Sun Dec 8th through Sat the 14th, 2019 at Vancouver Convention Center
- - - - - - - - - post-rebuttal - - - - - - - - - - After reading the rebuttal and the other reviews, I am happy to recommend acceptance of this paper. My concerns were answered in the rebuttal and I do not see any major concerns in the other reviews. The provided explanations and results should be integrated into the final version. - - - - - - - - - original review - - - - - - - - - - W1 - Evaluation W1.1 The 2D model has much less capacity than the 3D/4D model. Thus, one could evaluate how much the LSTM module contributes by repeating the RGB input-frame 12 times. This way the model architecture is identical to the 4D version but the input data is only 2D. A direct comparison would then be possible. W1.2 How are the results for other (learning based) methods in Tab 2 obtained on the dataset that is introduced with this submission? Are they retrained and then evaluated or are the pretrained models evaluated on the new data? The later case would make the evaluation not directly comparable since different data was used. W2 - LSTM One of the main advantages of sequence models is that they can deal with variable lengths. Here, every “sequence” is of fixed length and the order of focus planes is not really crucial for the task. So the question arises if there is a simpler model that can deal with the presented data. For example a temporal convolution approach could also be used to fuse feature map across time steps and would reduce the complexity of the model. An order agnostic operation such as max/average-pooling would make the method invariant to the order of input images. W3 - Clarity W3.1 Table 1 is very tedious to read since one has to refer to the caption of Fig 3 to understand the row labels. A better solution would be including a short-hand notation for the ablated components that are written in the appropriate column (also Fig 3 could benefit from this). W3.2 The notation is slightly difficult to follow since there is often double and triple indexing, variables, indices and functions using words or multiple letters (Att, Conv_dilated, rates_set). I.e. operators should be typeset appropriately to make a proper visual distinction to variables and their multiplication.
Originality: my feeling it that the proposed neural network has some novelty, but the authors did not position clearly the paper with respect to the related work. The proposed architecture includes many components (such as the Memory-oriented Spatial Fusion Module, The Memory-oriented Integration Module ) and it’s not clear if they are original or not. I’m not an expert in the field, but I see some similarity with . The originality of each component, and of the overall architecture, should be discussed and compared with similar ones. Quality: yes, I think the paper is technically sound, the method justified enough. The proposed method is supported by the results. I would expect the authors to highlight the limitations of their approach, which is not the case. Clarity: the paper reads well, even if it’s very dense and sometimes hard to follow (due to the density). But on overall, I think all the elements given in the papers can be understood, and they cover the proposed neural network well. Significance: the results are very good on the task of SOD for Light Field images, I have no doubts about it. But what about other areas? Does it also give good results on hyper spectral images? Competing papers have shown their approaches can be successfully used in several domains, in this paper only one domain is used, which limits the significance of the paper.

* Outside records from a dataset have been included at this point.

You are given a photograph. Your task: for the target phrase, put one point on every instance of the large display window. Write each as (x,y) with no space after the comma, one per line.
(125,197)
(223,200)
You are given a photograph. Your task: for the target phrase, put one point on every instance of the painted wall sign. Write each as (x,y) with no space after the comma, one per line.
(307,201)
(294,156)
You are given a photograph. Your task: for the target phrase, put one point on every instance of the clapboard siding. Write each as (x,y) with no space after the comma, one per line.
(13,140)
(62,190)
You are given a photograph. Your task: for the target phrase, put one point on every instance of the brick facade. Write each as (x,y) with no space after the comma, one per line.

Originality: Moderate. Previous methods have demonstrated the light field image can improve saliency detection. So the main novelty in this paper might be using a deep network to solve this problem. Using the ConvLSTM to fuse features from different focal lengths and different levels of VGG is interesting, but not a significant innovation. Quality: High. The demonstration of the method is clear and related works seem to be complete. Also, there ae comprehensive experiments for ablation study and to compare with previous state-of-the-art. The experiments results are convincing and thorough. Clarity: The paper is easy to read and well organized. Figure 2 demonstrates the network structure clearly and concisely. All necessary details and explanations have been included in the submission. Significance: Given better performance compared with previous works, as well as indicated release of the dataset and code, his paper may be of interest to other researchers working on similar topics. Minor issues: On line 185, is t-1 equal to 13? The intuition of using H_t-1 in SCIM is not clear.